Investigate "sroar": Dgraph's Serialized Roaring Bitmaps
Dgraph has made public their "Serialized Roaring Bitmaps" implementation at https://github.com/dgraph-io/sroar
sroar is a re-written version of Roaring Bitmaps in Go, with the aim to have equality between in-memory representation and on-disk representation. An sroar.Bitmap does not need to be marshalled or unmarshalled, as the underlying represetation is a byte slice. Therefore, it can be written to disk, brought to memory, or shipped over the network immediately.
I would encourage the Roaring community to go have a look.
This has been an update with competitive benchmark results: https://github.com/dgraph-io/sroar#benchmarks
Here are the specific claims:
4x faster 4x less memory 25x fewer allocations (-96% p50).
I found this library https://github.com/kelindar/bitmap it is 32-bit only. It is backed by a similar in-memory storage concept.
@evanoberholster It is likely similar to https://github.com/bits-and-blooms/bitset in that it implements an uncompressed bitset. The use cases are different.
FYI Dgraph recently posted an article explaining some details of their implementation https://dgraph.io/blog/post/serialized-roaring-bitmaps-golang/
Just to provide some random insight, I benchmarked migrating my teams custom storage system from this library to sroar and saw the following:
- We had dramatically less allocations when using the sroar library.
- We never keep that many bitmaps in memory at once (everything is done streaming) so I didn’t observe any difference in memory usage, although I bet if we needed to keep a lot of them in memory at once our memory usage would have dropped.

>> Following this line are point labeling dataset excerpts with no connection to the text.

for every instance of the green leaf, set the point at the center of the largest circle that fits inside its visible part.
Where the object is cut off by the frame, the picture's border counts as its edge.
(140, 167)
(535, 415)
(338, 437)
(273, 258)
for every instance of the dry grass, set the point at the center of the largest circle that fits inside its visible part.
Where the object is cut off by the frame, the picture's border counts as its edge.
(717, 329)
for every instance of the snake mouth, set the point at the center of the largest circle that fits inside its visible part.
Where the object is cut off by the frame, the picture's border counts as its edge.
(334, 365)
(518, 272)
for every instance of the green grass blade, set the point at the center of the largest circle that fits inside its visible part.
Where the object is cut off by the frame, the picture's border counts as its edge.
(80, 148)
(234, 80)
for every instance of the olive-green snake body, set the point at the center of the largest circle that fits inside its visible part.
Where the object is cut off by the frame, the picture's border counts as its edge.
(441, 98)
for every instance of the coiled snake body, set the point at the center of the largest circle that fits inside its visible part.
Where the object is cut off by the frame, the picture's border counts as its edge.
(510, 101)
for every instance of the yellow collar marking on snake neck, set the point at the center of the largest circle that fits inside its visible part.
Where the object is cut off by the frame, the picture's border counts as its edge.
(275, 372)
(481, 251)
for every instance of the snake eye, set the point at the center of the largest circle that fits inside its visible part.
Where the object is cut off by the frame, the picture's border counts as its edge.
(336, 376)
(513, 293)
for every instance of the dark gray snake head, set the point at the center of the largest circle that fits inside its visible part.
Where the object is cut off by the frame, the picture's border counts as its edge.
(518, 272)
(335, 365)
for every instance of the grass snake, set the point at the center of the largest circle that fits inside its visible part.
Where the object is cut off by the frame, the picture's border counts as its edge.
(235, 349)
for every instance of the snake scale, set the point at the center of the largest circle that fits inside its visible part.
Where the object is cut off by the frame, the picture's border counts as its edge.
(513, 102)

- The serialized format seemed to be significantly less compressed than this library (our output files grew 4x larger)
- I can’t remember if it was faster. I think the actual operations may have been due to way less allocations, but the increased file size killed any performance gains there.
For those reasons we decided to stick with this library :)
That’s just 1 datapoint though! In general I do think that sroars strategy of using a small number of bytes slices to represent the bitmaps and “dirty casting” them as needed is a winning one that this library could benefit from just in terms of generally reducing allocations/pointers which reduces pressure in the GC and allocator.
Dgraph and I face the same situation: In-memory index with high memory usage and high gc pressure. But the implement and performance of sroar is not good enough in my opinion. So I am writing a 32bit version sroar library with the concepts of dgraph sorar.